Hendaklah seorang manusia merutinkan membaca dzikir pagi dan sore dengan bacaan sebagai berikut: Allahumma ma ashbaha bi (kalau sore membaca: Allahumma ma amsa bi) min ni'matin auw bi ahadin min khalqika faminka wahdaka la syarika laka, falakal hamdu walakasy-syukru. Yang artinya "Ya Allah, kenikmatan apa saja yang engkau berikan kepadaku pada pagi hari ini, atau pada sore hari ini, atau yang engkau berikan kepada siapa pun dari makhluk-Mu, maka semua itu adalah dari-Mu semata, tidak ada sekutu bagi-Mu, maka, untuk-Mu segala puji dan untuk-Mu pula segala syukur."
Rasulullah menjelaskan bahwa siapa saja yang pada pagi harinya membaca dzikir tersebut, maka ia telah menunaikan syukurnya pada hari itu. Dan siapa saja yang membaca dzikir tersebut pada sore harinya, maka ia telah menunaikan syukurnya pada malam hari itu. (HR Abu Daud, An-Nasa-i, menurut Imam Nawawi, hadits ini Isnad hadits ini bagus dan Abu Daud tidak mendha'ifkannya. Namun menurut Syekh Nashiruddin al-Albani hadits ini dha'if)

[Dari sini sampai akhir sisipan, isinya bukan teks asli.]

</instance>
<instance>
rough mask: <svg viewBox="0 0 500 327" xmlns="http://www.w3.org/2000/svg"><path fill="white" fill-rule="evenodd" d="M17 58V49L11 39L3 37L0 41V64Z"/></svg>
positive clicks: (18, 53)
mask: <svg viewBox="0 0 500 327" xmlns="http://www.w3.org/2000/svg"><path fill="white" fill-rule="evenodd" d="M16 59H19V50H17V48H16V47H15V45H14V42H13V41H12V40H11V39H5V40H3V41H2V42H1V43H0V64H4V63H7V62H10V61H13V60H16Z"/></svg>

Syekh Abul Hasan Ubaidullah al-Mubarakfuri berkata dengan mengutip dari Imam Asy-Syaukani, "Hadits Rasulullah ini mengandung faedah agung dan perilaku mulia, sebab hadits ini telah menjelaskan bahwa kosa kata yang singkat dan pendek ini telah mampu menunaikan kewajiban bersyukur...” (lihat Mir'atul Mafatih Syarh Misykatul Mashabih, juz 8 hal. 148).